Each of these nights, just as the long lonely hours of the early morning set in, the cold reminder of life’s fragility plays around in my head.
What is the meaning of life?
What about if you never experience it?
Mum had me at my age.
It’s not my fault, why should I have to deal with the consequences?
Life doesn’t mean anything.
What if I was never born?
I would be depressed for the rest of my life!
Does my life have meaning?
What if you’re depressed?
Life is too important to me.
Life doesn’t mean anything.
How could you stop your own child from existing?
Life is too important.
His little arms wrap around my knees, his big brown eyes
Life has just started; I’ve been waiting to explore it all.

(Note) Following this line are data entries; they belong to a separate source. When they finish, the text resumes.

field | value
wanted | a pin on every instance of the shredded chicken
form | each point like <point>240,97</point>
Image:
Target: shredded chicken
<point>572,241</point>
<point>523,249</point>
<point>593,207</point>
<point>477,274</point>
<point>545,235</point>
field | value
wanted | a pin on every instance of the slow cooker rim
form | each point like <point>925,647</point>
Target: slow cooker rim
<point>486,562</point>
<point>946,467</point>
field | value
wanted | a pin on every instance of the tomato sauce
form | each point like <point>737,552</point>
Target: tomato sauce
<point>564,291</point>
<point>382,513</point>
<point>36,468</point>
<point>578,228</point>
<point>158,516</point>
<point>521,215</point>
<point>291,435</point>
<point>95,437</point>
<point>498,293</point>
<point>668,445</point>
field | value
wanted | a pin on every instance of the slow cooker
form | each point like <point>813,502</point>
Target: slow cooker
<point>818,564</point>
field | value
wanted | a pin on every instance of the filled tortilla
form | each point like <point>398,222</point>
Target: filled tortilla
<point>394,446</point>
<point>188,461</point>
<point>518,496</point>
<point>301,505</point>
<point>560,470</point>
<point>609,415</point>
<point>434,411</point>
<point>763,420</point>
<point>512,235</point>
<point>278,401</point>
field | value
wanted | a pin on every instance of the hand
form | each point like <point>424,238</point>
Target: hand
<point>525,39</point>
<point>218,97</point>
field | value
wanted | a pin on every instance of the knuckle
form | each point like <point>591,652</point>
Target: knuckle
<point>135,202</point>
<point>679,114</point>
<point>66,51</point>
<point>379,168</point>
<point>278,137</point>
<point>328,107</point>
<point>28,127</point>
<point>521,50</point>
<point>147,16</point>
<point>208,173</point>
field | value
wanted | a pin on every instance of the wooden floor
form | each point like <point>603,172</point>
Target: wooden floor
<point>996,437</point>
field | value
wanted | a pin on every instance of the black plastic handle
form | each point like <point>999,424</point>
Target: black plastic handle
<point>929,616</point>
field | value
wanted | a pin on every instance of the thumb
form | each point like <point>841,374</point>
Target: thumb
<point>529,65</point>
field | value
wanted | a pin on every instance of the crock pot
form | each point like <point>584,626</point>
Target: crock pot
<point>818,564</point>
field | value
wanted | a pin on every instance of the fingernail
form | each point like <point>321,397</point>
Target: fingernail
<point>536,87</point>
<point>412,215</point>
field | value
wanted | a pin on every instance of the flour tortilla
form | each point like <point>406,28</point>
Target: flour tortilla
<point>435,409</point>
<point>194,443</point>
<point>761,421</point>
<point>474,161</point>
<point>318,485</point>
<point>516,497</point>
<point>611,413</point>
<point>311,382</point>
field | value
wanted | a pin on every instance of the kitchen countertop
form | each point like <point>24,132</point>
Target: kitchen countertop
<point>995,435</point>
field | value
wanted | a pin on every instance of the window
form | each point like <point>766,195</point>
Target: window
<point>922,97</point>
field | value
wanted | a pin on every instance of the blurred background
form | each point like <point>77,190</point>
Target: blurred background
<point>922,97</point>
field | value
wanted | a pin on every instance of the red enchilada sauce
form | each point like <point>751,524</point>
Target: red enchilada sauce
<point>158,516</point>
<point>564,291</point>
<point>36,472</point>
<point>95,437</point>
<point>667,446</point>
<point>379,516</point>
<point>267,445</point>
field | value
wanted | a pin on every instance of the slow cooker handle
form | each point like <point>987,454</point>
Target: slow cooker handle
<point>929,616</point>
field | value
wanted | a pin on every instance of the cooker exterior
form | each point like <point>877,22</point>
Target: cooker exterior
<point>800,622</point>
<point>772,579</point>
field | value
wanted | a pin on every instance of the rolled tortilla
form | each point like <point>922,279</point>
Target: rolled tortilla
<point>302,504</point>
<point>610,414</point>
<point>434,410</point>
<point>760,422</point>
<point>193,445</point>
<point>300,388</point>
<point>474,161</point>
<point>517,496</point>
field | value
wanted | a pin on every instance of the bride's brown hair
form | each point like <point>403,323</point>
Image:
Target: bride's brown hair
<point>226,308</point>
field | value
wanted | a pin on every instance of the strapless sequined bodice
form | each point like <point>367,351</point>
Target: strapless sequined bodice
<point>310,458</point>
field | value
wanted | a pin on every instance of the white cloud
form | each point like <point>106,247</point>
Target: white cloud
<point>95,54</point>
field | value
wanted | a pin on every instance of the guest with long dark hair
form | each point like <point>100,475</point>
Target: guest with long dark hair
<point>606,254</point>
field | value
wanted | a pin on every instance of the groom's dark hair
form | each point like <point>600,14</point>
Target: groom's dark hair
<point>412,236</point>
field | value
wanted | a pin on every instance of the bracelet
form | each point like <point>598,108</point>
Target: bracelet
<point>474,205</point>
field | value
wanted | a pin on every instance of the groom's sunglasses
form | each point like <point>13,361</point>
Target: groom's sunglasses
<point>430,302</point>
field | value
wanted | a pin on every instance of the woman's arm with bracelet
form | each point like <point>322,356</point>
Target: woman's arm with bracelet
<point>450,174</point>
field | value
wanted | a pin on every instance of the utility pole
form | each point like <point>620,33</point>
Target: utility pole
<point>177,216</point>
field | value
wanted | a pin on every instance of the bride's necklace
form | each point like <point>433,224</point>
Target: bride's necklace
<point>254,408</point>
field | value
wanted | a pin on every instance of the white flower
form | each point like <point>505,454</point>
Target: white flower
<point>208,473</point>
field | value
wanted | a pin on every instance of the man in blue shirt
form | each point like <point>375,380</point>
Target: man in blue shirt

I want to finally start living.
If you never exist you don’t die, do you?
Why do I exist?
I don’t have a choice I have to do it...Don’t I?
And he wouldn’t want it either.
Why do I exist?
I don’t have the right to ruin both our lives.
Do we have that right?
Would it be horrible?
Why do I exist?
I would be a good parent one day wouldn’t I?
Life doesn’t mean anything…Life doesn’t mean anything…Life’s too important…Life doesn’t mean anything…
I feel him stir next to me and I’m awake. I hear the haunting thoughts revolve around in the middle of my mind. My crusty windows to the world close as I try to replay the silence of unconsciousness. Every night, in those lonely hours, a cheek - my cheek, sinks into a wet pillow. The body my mind vacates feels the heavy burden of its pointlessness.
Each night I try to forget what my thoughts have solidified.
Today is the day. Kate be brave. You can contemplate your life after you contemplate its death. A pasty grey-eyed woman with dark circles slumps on the couch next to us. He reads from a Cosmo mag and makes crude remarks about daytime television under his breath. He does this deliberately to remind me that anger towards the crassness of popular culture is something we both share. “Katherine Mercer” a shrill voice announces from behind a desk. “I’ll wait here for you with Oprah.” He gives me a half smile and I try to give him one back. I turn and march behind the woman in white.
I give her the yellow jar and she dips the stick in. Within a second I see the two pink lines bleed into position. I feel the fragility of a naked body – my naked body masked by a thin gown. I see a man holding my arm and feel the heat creep up to my shoulder. One, two, thr-
I’m too weak to cry. A hand is coaxing me. “Darling, it wasn’t your fault.” I close my eyes and hope this will appease the god that I don’t believe in to take pity on me and stop the horror emerging in the box of my mind. I peak through the lashes of my right eyelid.
Do you think I’ll ever be the same again?